Julia is founded on a premise that if you’re skilled enough, you can do anything, sometimes by calling C or even tinkering with the compiler.
However, this comes with an issue.
If there are some talented programmers adding feature X to the language, now, several packages that depend on X will use this. Normally, these features are for performance.
In the next part comes the reckoning. What if that package support gets discontinued?
And it gets worse, because foundational packages often deal with low level features that can often rely on implementation details, and thus can break a lot, as has happened with the Loopvectorization package. Even when that’s not the case, you still have packages like Datastructures which add basic data structures to Julia. And still, even if the changes are non-breaking, you still have to benchmark to monitor performance regressions. If regression happens, more work needs to be done.
Imagine if static array gets deprecated today. How would you plan to migrate?

What to do?
It’s not like this issue is specific to Julia but Julia seems to suffer from it the most because in languages like Python, an entire team takes care of the user interface and low-level implementation and can fix when needed. In Julia, lots of high-level packages can be built on top of low-level packages with few having the technical capacity to maintain, who can be gone at any year.

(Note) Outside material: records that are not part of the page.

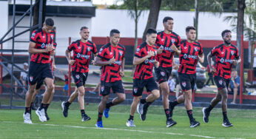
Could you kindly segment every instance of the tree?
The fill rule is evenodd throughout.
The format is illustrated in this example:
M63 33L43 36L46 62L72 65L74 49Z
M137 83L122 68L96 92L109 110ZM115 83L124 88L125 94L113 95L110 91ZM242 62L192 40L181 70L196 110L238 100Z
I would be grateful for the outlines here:
M151 7L149 14L149 18L147 19L146 26L143 33L142 39L146 40L146 32L147 29L152 27L155 29L158 21L158 15L161 7L161 0L152 0Z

I think, that this is overly pessimistic. First of all, in contrast to Python core features like arrays are part of the language or the standard libraries and thus maintained by the core team.
Secondly, libraries that rely heavily on Julia internals are very rare.

Finally, even if an important library gets depreciated you are always free to:

  • restrict your package/ program to the last, stable version
  • or maintain it yourself
  • or pay s.o. to do so

This problem also happened to me with Python. It is not language specific. And yes, it is a good idea to include benchmarks in your regression testing.

You can restrict the version, but then if your package is itself used by other packages then you’ve just shifted the problem down the line.
The other two options assume it’s available. Sometimes, very few people have the technical capacity to maintain such packages, so it might be an expensive option if available at all.

Loopvectorization deprecation is a hit to the Julia community. $200 is being offered for someone to maintain but seriously how many people have the capacity to maintain such a package?

LoopVectorization will have (an even better) replacement. The only issue is that this will probably not be ready when Julia 1.11 is released. Please, be a bit more patient.

Sometimes there are bumps on the road, that happens in every ecosystem that evolves fast.